2016 08 30 - Phil Trans TA2077 banner

Solar eclipses rarely cross populated regions, but provide great opportunities both for science and science outreach when they do. The recent 20 March 2015 solar eclipse tracked across the Atlantic, giving substantial solar radiation changes in the UK and Iceland, and totality in the Faeroes. This Theme Issue of the Philosophical Transactions of the Royal Society brings together a unique series of studies on effects of eclipses on the weather, placed in the context of societal responses to eclipses. Professor Giles Harrison from this department was joint lead editor on the issue, and the journal includes contributions from many members and ex-members of the Department of Meteorology at the University of Reading on a very wide variety of topics.

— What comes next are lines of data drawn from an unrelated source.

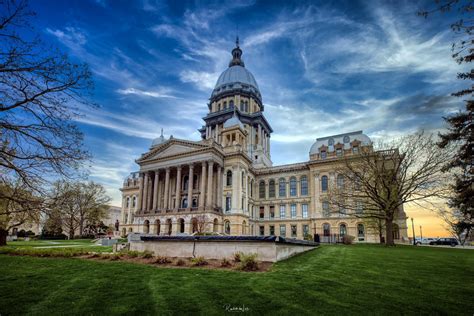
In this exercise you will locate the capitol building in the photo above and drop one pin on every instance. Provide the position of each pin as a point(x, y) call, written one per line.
point(226, 182)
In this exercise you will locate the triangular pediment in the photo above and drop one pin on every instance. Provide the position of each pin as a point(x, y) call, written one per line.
point(170, 149)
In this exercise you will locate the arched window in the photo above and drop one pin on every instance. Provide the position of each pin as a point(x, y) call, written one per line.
point(292, 186)
point(158, 226)
point(261, 189)
point(271, 188)
point(326, 209)
point(229, 178)
point(340, 181)
point(304, 185)
point(185, 183)
point(361, 232)
point(215, 226)
point(326, 229)
point(324, 183)
point(342, 230)
point(181, 225)
point(282, 187)
point(227, 227)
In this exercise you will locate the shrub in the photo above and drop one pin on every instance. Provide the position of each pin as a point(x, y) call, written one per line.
point(248, 262)
point(147, 254)
point(132, 254)
point(225, 262)
point(199, 261)
point(237, 256)
point(348, 239)
point(162, 260)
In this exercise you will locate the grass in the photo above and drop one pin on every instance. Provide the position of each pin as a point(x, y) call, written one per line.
point(357, 279)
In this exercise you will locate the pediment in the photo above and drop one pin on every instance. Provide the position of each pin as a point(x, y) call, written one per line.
point(171, 149)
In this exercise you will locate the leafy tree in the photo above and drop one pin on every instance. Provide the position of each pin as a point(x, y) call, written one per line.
point(375, 184)
point(40, 95)
point(460, 126)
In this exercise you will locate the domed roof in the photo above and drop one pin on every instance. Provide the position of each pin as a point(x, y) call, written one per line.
point(345, 139)
point(236, 77)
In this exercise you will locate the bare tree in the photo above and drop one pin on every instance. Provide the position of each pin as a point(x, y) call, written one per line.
point(40, 95)
point(375, 184)
point(22, 208)
point(457, 223)
point(78, 204)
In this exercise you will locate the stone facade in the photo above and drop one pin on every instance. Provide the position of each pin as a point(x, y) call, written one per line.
point(226, 183)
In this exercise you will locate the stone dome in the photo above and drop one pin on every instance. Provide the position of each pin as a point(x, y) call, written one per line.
point(236, 77)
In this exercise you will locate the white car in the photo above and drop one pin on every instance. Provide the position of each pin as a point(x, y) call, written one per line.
point(424, 241)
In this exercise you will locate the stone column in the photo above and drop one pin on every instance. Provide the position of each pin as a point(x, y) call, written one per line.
point(140, 192)
point(219, 186)
point(167, 188)
point(190, 185)
point(209, 183)
point(202, 195)
point(145, 193)
point(155, 191)
point(178, 187)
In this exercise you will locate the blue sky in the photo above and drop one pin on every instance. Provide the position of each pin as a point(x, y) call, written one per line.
point(322, 67)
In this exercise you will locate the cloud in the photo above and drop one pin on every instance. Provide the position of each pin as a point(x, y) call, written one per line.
point(153, 94)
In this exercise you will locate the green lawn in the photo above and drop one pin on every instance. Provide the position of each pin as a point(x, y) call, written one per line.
point(58, 245)
point(359, 279)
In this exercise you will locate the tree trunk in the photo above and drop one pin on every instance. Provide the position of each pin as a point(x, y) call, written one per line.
point(389, 232)
point(3, 237)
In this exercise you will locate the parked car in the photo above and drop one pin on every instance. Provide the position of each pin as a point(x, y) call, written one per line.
point(445, 241)
point(424, 241)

Investigating effects of eclipse-induced weather changes (e.g. in surface air temperatures, wind and cloud amount) has a long history, usually exploiting observations made during the eclipse for comparison with comparable non-eclipse conditions the day before or after. New approaches to study the weather-related changes are now possible, employing high resolution numerical models of the atmosphere in which an eclipse can be turned on or off at will, combined with the extensive coverage of good quality amateur and professional weather data available. This issue includes work analysing surface, balloon and satellite observations, alongside high resolution numerical modelling studies. In doing so it defines a new interdisciplinary research area in eclipse weather, closely focussed in scope, but diverse in the work it contains.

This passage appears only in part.